American AI developers' first-hand experience: Open-source large models are inferior to closed-source ones, with low efficiency and poor optimization.

Why are open-source large models actually the most expensive? Recently, with the announcement of Llama 3's open-source release, an interview video of American AI entrepreneur Arsenii Shatokhin went viral online (https://weixin.qq.com/sph/AZM8h34Jm). The founder of AI agent company VRSEN stated that enterprises running open-source large models themselves are less efficient than using closed-source APIs. "We only have one or two clients with sufficient resources to fine-tune or run the 70-billion-parameter Llama open-source model."

Arsenii Shatokhin has been working in the AI industry for six years and is one of the well-known AI entrepreneurs in the U.S. His current startup, VRSEN, focuses on AI agents, creating AI Agents based on large models for enterprise clients to improve metrics like sales conversion rates. So far, Arsenii Shatokhin has provided AI solutions for several renowned companies such as Cisco, StripePMA, and HUGO PFOHE.

After Llama 3 was open-sourced, Arsenii Shatokhin quickly identified its practicality issues. "Llama 3 is much larger than any previously released open-source model. Even now, we only have one or two clients with enough resources to fine-tune or even just run this 70-billion-parameter model."

For his clients, using this open-source large model is actually less efficient than closed-source commercial models. He analyzed that closed-source models' APIs are more optimized. "These APIs are specifically built for the models and are optimized as much as possible. You only pay for what you use, with no additional costs." In contrast, developing such an optimization system for open-source models is "extremely complex."

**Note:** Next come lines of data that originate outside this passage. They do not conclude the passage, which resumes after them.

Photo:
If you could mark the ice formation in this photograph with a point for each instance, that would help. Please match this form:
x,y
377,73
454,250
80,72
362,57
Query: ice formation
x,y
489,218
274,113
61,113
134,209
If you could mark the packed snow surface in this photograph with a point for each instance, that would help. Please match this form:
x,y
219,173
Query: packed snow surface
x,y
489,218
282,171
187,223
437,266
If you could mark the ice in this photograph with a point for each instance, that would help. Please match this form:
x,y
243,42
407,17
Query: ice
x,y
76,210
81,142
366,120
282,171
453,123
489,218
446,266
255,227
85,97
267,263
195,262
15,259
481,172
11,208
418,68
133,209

The debate between open-source and closed-source is a hot topic in the large model industry recently. Unlike open-source systems like Linux and Android, more AI professionals are expressing support for closed-source models and pointing out various issues with open-source ones.

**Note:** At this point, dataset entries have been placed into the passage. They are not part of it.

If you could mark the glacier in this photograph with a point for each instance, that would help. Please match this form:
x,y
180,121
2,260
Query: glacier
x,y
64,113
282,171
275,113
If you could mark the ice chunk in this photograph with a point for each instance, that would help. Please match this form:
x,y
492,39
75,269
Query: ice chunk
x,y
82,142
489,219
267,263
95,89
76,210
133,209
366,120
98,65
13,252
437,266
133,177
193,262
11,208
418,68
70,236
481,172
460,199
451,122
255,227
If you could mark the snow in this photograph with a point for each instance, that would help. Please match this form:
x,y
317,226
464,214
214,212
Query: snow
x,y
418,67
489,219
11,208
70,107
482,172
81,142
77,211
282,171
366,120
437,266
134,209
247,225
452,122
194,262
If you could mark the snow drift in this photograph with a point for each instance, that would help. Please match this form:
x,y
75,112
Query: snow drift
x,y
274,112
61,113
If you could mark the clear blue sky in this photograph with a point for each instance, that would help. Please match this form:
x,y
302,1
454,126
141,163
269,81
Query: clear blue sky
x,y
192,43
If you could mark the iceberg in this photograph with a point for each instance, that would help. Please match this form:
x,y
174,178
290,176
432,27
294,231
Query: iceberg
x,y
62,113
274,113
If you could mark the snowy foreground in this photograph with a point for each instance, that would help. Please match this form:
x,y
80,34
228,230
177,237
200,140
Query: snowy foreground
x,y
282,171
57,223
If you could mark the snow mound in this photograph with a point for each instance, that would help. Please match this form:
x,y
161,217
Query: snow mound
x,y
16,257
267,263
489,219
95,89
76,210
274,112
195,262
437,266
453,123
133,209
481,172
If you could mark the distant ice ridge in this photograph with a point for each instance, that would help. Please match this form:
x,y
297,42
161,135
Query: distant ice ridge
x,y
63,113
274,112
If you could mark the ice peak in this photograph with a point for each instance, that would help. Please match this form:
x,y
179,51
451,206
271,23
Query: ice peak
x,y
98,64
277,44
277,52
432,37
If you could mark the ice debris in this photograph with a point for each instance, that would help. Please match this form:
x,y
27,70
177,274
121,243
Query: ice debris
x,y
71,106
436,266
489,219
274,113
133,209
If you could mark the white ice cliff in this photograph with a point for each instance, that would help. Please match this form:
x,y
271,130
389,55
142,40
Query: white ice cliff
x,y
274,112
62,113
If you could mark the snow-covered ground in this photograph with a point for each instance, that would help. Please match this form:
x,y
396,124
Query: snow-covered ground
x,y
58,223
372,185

"Open-source large models will fall further behind," Robin Li, founder, chairman, and CEO of Baidu, stated in a recent speech. "People used to think open-source was cheaper, but in the context of large models, open-source is actually the most expensive."

Currently, open-source large models differ significantly from traditional open-source systems. In developer communities, many users point out that today's open-source large models are not truly open-source—only the parameters are released, while training code, data, and algorithms remain closed, creating a "black box" that leads to several issues:

1) Difficult problem-solving: Open-source models only provide APIs and downloads. Developers can't see a single line of source code, making it hard to diagnose and fix issues when they arise.

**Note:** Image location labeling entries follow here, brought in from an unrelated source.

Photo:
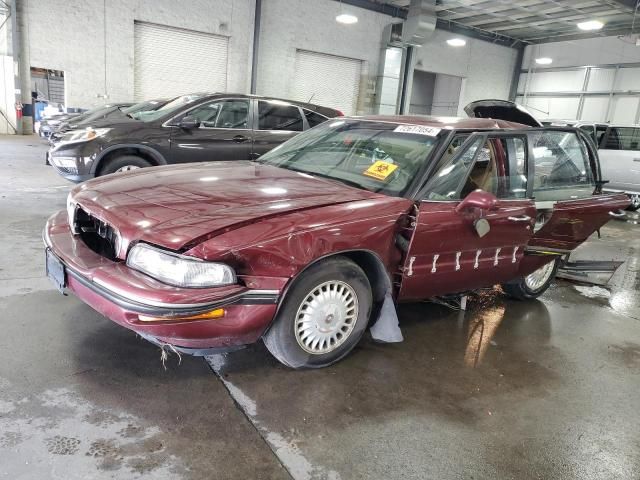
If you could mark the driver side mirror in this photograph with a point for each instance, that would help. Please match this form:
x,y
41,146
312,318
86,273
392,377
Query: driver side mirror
x,y
189,123
478,199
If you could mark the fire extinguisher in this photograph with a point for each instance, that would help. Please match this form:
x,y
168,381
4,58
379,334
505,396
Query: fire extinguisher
x,y
18,111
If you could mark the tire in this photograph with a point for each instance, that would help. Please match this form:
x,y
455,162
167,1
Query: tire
x,y
525,288
121,163
635,202
344,315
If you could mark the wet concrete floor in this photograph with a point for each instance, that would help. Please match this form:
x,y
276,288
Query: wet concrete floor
x,y
542,389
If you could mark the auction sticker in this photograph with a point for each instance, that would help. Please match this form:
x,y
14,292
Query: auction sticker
x,y
418,130
380,170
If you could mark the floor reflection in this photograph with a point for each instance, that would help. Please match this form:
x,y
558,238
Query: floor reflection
x,y
482,328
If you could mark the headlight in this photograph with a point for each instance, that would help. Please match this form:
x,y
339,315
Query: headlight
x,y
71,213
177,269
77,136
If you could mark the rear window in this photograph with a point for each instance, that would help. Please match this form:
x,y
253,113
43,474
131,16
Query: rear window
x,y
561,167
623,138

2) High resource consumption for post-pretraining: Open-source large models are like unfinished houses—far from plug-and-play. Post-pretraining requires massive computing resources. As the American AI entrepreneur noted, most companies lack the computing power to fine-tune and run them. In contrast, closed-source commercial models are optimized for immediate use.

3) Security risks: Overseas open-source models haven't undergone security testing. Ensuring safety requires additional fine-tuning, which not only introduces risks but also increases costs.

Because current open-source large models are not "truly open" but merely "released," they can't benefit from collective improvements like traditional open-source systems. Over time, the gap between open-source and closed-source models will widen.

Recently, Fei-Fei Li, director of Stanford's AI Research Institute, released the AI Index report with her team. In 10 major model evaluations, open-source models lagged behind closed-source ones across the board. On AgentBench, which measures model application and agent capabilities, closed-source models scored 4, while open-source scored only 0.96—a 300% gap.